Binyam Mohamed, an Ethiopian-born British resident, was arrested in Pakistan in 2002 on suspicion of links to extremists and spent six-and-a-half years in US custody in Morocco, Afghanistan and Guantanamo Bay.
His lawyers are seeking the release of information they say will show that Britain knew he was being tortured during his time in US custody in Morocco, a claim which is strongly denied by officials here.
Both Britain and the US spoke out against the ruling.
Foreign Secretary David Miliband said he was "deeply disappointed" and warned the judgment could cause the United States to limit the information it shared with Britain in future.
"The government is deeply disappointed by the judgment handed down today by the High Court which concludes that a summary of US intelligence material should be put into the public domain against their wishes," Miliband said.
"We will be appealing in the strongest possible terms."
Meanwhile, US State Department spokesman Ian Kelly said: "We are not pleased", adding that Washington kept such information confidential "to protect our own citizens".
Mohamed was taken to the US detention camp at Guantanamo Bay in 2004 and released in February this year, the first detainee to be freed under US President Barack Obama, who has pledged to close the camp.
He himself says it is of vital importance that the material is released to back up his claims of having suffered "medieval" torture.
"The public needs to know what their government has been up to for the last seven years," Mohamed told the BBC.
"There's information in there, which I'm 99 percent sure, states that the US sub-contracted the UK government to do its dirty work."
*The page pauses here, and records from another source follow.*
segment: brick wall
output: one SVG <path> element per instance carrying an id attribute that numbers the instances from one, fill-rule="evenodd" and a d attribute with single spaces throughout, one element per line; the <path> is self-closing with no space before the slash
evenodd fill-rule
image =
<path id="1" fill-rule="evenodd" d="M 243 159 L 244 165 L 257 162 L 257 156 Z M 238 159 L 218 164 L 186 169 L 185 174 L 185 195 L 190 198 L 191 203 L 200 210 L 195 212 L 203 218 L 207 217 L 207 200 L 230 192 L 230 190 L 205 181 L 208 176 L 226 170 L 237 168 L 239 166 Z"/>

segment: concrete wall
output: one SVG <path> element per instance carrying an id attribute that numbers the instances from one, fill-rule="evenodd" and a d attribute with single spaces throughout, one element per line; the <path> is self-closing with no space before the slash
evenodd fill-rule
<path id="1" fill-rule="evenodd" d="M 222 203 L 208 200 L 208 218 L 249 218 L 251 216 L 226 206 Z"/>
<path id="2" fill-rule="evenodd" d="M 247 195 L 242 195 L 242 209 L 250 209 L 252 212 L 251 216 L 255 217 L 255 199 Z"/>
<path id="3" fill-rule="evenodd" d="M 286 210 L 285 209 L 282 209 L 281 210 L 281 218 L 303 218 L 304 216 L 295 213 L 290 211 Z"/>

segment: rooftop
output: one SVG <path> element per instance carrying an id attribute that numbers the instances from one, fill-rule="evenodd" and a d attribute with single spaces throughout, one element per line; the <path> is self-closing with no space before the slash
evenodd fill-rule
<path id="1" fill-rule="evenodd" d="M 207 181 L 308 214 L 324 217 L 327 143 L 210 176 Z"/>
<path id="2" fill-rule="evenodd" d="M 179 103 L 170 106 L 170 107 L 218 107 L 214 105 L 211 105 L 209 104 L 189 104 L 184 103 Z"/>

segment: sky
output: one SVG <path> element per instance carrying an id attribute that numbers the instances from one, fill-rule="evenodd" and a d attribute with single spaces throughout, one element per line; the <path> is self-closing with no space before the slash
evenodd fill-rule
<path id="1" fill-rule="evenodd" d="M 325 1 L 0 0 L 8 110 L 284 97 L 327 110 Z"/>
Clive Stafford Smith, director of Reprieve, a legal rights charity acting for Mohamed, agreed.
"The judges have made clear what we have said all along -- it is irrational to pretend that evidence of torture should be classified as a threat to national security," he said.
"All along, the government has been trying to conflate national security with national embarrassment, nothing more, nothing less."
Mohamed was suspected of attending an Al-Qaeda training camp in Afghanistan and of plotting to build a radioactive "dirty bomb", but was never charged.
Miliband said the "fundamental question" was not the information itself but the risks its publication posed to intelligence-sharing arrangements.
"I've very happy for the documents to be published -- but not by us, by the Americans," he told Sky News television.
In a statement responding to the court ruling, he added: "The US will not prejudice its own intelligence if it perceives that this intelligence may be disclosed at the order of a foreign court or otherwise.
"It remains my assessment that the consequence of the court's judgment today, if left unchallenged, will be a restriction on what is shared with us."
The US intelligence was contained in seven paragraphs that were edited out of a judgment about Mohamed last year at the British government's request, but judges John Thomas and David Lloyd Jones reversed this decision Friday.
"As the risk to national security, judged objectively on the evidence, is not a serious one, we should restore the redacted paragraphs to our first judgment" in August 2008, they said.
The ruling came the day after the head of Britain's MI5 security service, Jonathan Evans, defended working with foreign agencies while insisting Britain did not collude in torture.
He said his service had faced a "real dilemma" about working with some foreign agencies but "would have been derelict in our duty" if it had not, in the aftermath of the September 11, 2001 attacks on the United States.